Previous incarnations of voice recognition software required the user to dictate in "discrete speech", in which each word was clearly enunciated in a staccato fashion, separated by a brief pause from surrounding words. This allowed the software program to recognize each word with a higher accuracy rate, but required the user to speak in an artificial pattern. Newer versions of voice recognition software now allow the user to dictate using "continuous speech", which is essentially a normal speaking pattern.

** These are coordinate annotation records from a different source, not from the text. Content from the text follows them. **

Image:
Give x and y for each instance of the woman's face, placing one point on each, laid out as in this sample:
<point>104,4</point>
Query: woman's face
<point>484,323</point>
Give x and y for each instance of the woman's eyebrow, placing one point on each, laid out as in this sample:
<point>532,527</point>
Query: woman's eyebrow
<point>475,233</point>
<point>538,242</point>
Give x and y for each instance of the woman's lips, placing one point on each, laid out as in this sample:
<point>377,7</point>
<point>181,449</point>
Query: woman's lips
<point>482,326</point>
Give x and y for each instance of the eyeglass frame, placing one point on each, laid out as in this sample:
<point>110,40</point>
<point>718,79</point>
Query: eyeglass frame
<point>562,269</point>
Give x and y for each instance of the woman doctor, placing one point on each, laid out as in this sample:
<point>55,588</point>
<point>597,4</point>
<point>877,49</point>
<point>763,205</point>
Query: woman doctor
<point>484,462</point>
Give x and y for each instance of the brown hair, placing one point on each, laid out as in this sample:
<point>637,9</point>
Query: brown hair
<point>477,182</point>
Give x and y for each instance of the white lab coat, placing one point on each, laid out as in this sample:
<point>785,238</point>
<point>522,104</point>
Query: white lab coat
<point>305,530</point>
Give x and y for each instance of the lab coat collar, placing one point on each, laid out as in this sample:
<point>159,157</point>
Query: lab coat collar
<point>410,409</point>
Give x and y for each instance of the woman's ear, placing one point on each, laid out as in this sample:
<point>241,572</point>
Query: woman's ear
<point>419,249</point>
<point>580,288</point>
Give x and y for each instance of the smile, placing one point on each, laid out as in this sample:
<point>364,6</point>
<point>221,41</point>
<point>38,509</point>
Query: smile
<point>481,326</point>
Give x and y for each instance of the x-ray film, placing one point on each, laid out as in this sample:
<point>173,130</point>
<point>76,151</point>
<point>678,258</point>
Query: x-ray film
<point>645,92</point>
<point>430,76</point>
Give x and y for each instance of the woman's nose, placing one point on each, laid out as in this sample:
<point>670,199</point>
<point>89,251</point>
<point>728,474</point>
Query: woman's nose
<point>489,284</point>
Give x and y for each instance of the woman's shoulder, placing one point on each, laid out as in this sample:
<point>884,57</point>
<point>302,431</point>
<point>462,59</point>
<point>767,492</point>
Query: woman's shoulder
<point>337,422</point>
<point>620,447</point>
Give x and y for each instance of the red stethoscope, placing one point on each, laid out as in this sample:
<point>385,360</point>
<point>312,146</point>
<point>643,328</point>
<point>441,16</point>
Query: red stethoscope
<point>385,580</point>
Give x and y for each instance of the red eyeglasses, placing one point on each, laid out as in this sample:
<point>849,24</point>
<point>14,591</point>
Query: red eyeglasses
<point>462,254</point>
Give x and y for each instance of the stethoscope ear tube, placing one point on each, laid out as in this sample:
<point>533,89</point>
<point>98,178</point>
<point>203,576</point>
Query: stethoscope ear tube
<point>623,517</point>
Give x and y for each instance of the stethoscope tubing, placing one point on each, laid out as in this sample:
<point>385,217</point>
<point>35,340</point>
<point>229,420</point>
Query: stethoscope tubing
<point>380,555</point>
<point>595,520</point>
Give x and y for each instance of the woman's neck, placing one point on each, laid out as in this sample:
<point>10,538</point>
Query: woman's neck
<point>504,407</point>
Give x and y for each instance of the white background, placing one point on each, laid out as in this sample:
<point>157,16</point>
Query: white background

Voice recognition software requires the user to invest several hours adapting the program to recognize his/her individual voice and speaking patterns. Once installed on the computer, voice recognition software programs take the user through an hour-long setup process in which the user dictates a series of basic words and sounds into the computer, to familiarize the program with the user's speaking patterns. Continued use of the program requires the user to correct recognition errors made by the program. This continued cycle of correction and learning for the program results in higher word recognition accuracy rates. Thus, the more you use the program, the better trained it is to recognize your speaking patterns, and the accuracy rate increases. Newer voice recognition software also allows for multiple users, although each user must train the computer to recognize their individual speech patterns.

Available products

There are three popular voice recognition software programs on the market at present, with additional products being added every month. Dragon NaturallySpeaking is produced by Dragon Systems, Inc. This program allows the user to dictate directly into a word processor program, such as Microsoft Word 97 or Corel WordPerfect 8, using continuous speech. PC World reports Dragon NaturallySpeaking's word recognition accuracy rate at 98%. (I would view word recognition statistics with a pessimistic eye, as the novice user's recognition rate will be much lower, probably in the 60-70% accuracy range). NaturallySpeaking is able to recognize words at a rate of up to 160 words/minute. It comes equipped with a vocabulary of 230,000 words, with space for the user to add another 25,000 of their own words. Macros (multi-word phrases) are able to be used. A unique feature allows the computer to read the dictation out loud for proofreading. NaturallySpeaking requires Windows 95 or Windows NT 4.0, minimum 133 MHz Pentium Processor for IBM compatible PCs, 32 MB of RAM (48 MB of RAM to dictate directly into Microsoft Word), and 60 MB of hard disk space. Dragon Systems Inc. has been developing voice recognition software since 1982, and has been responsible for many of the innovations in this area. Three versions of NaturallySpeaking are on the market, with prices starting at $79. For more information go to their website at www.naturallyspeaking.com.

VoicePad and VoicePro are two voice recognition programs offered by Kurzweil Applied Intelligence, Inc. VoicePad is the entry level voice recognition software program, and is a bit unwieldy because the user dictates into a clipboard, and then transfers the dictation into the word processor. The upgrade VoicePro allows direct dictation into the word processor. However, both programs use discrete speech, not continuous speech, which is a drawback. VoicePad is equipped with a 60,000-word vocabulary, and allows you to enter several thousand of your own words. VoicePro has the ability to handle macros. VoicePro is also highly accurate, boasting a 97% accuracy rate. VoicePro retails for approximately $70, and requirements include a Pentium 90 MHz processor, Microsoft Windows 95 or Windows NT 4.0, 16 MB of RAM, 35 MB of hard drive space and a CD-ROM drive. For more information, go to www.lhs.com/kurzweil/pcapps/voicepluspro/description.htm on the web.

IBM's ViaVoice is another voice recognition software program, available for purchase at $75. This is also a continuous speech program. ViaVoice contains a vocabulary of 22,000 words, and you can add as many as 42,000 of your own words. ViaVoice also has good word recognition capacity (88%), although not quite as good as Dragon NaturallySpeaking or VoicePro. ViaVoice includes the handy text-to-speech feature, which will read your dictation out loud. An upgrade to ViaVoiceGold is available for $120. Visit www.compu-media.com/ibm.htm for more information.

I chose to purchase Dragon NaturallySpeaking because I had used an earlier version of this product. My experience was mixed. Installation was easy, but before I ran the program I received an error message that one of my Windows 95 files was obsolete, and would have to be updated from the Microsoft web page before I could run NaturallySpeaking. I did this without difficulty, and was off to the races with the program. Or so I thought. I next received an error message that the compatibility between my computer's sound card and the NaturallySpeaking microphone was unacceptable. Despite this, I proceeded anyway, and found that it was able to recognize my voice adequately for dictation purposes. I then spent an hour training the computer to recognize my voice and speech patterns. This went off without a hitch, and I was ready to dictate. NaturallySpeaking accurately recognized my dictation about 70% of the time. The accuracy rate increased as I continually corrected the recognition errors and trained the computer. Presently, NaturallySpeaking is recognizing 80-85% of my words, which is short of the promised 98% accuracy rate, but certainly acceptable for me.

Bill Gates has identified voice recognition software as a key technological advance. You can be sure that voice recognition software will continue to evolve, becoming cheaper, easier to use, more accurate and more ubiquitous in our society. With the advent of continuous speech recognition, now may be the time to enter the voice recognition software market, as long as you are willing to invest sufficient time to train your software to recognize your individual speech patterns.